最終,他只是揮了揮手,語氣平靜無波,聽不出絲毫悲喜:
“知道了。下去吧。”
沒有震怒,沒有追問,甚至沒有一絲多餘的情緒波動,彷彿死的只是一個無關緊要的旁系子弟,而非他的親生女兒。
千多年的時光,足以沖淡許多東西,尤其是對於一位追求長生大道的修士而言。
當年李清微的決絕私奔,早已將父女情分消耗殆盡。
如今聽聞她的死訊,李天雄心中泛起的,或許只有一絲早已預料的塵埃落定,以及一點點對血脈斷絕的淡淡悵惘。
然而,有人卻無法如此平靜。
幾乎在訊息傳開的同時,一道身影如同發狂的雄獅,瞬間出現在家主大殿之外。
來人是一位看起來四十歲左右的中年男子,他面容剛毅,但此刻雙眼卻佈滿血絲,周身激盪著元神後期那恐怖而不穩定的真元波動,正是李天雄的表侄,也是李清微自幼的仰慕者——王會明。
“天雄叔父!微兒……微兒的魂燈……”王會明聲音嘶啞,帶著難以置信的悲痛與滔天的怒火。
李天雄抬眼看著他,語氣依舊平淡:“魂燈已滅,清微……隕落在南洲。”
“南洲?!那個蠻荒之地?!是誰?!是誰害了微兒?!”王會明一步踏前,地面寸寸龜裂,強大的威壓讓殿外的護衛幾乎癱軟在地。

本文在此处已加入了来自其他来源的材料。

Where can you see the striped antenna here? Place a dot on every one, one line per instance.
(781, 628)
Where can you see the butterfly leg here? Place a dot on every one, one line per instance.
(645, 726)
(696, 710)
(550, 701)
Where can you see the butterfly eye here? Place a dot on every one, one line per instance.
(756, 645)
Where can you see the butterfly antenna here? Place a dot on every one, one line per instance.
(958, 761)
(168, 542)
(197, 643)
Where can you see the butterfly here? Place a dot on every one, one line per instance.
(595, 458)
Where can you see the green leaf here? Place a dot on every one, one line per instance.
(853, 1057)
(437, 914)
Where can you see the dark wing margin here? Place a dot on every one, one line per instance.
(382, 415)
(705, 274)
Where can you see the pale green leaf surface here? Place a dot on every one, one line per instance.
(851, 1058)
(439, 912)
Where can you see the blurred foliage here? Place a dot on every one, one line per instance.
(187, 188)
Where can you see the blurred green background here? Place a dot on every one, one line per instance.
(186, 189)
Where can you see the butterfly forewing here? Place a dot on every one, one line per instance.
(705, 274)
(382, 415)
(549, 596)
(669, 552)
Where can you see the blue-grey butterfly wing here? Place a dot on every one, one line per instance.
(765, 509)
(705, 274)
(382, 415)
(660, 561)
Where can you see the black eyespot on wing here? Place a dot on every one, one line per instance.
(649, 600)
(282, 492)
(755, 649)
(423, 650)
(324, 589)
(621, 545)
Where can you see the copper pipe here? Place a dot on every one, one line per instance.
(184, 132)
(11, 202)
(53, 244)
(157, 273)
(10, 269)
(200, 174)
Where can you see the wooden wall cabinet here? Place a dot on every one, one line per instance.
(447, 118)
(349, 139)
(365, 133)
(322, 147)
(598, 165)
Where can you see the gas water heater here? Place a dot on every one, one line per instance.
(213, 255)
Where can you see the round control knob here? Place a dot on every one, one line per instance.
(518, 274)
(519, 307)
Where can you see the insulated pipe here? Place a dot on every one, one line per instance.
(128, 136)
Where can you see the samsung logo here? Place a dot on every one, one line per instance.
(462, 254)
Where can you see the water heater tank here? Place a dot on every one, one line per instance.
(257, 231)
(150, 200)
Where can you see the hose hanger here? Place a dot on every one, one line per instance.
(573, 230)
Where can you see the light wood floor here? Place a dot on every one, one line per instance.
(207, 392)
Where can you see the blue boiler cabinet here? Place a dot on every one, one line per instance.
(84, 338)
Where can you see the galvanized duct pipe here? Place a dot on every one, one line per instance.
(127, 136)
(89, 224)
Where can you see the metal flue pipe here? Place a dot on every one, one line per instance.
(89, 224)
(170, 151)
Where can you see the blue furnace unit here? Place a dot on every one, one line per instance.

“具體情況未知。據最後傳回的訊息,她一直在南洲一個名為青雲宗的小門派沉睡。”李天雄頓了頓,補充道,
“殺她者,據殘留魂燈氣息追溯影像,是一個手持詭異的紫黑鐮刀的陌生青年。”
“好!好!好!”王會明看到李明的影像,內心被洶湧的怒火淹沒,“我一定會找到他,敢殺微兒,我必將他抽魂煉魄,永世不得超生!!”
他根本不等李天雄下令或勸阻,周身真元澎湃,化作一道赤紅色的流光直奔李家族內的遠距離傳送陣而去。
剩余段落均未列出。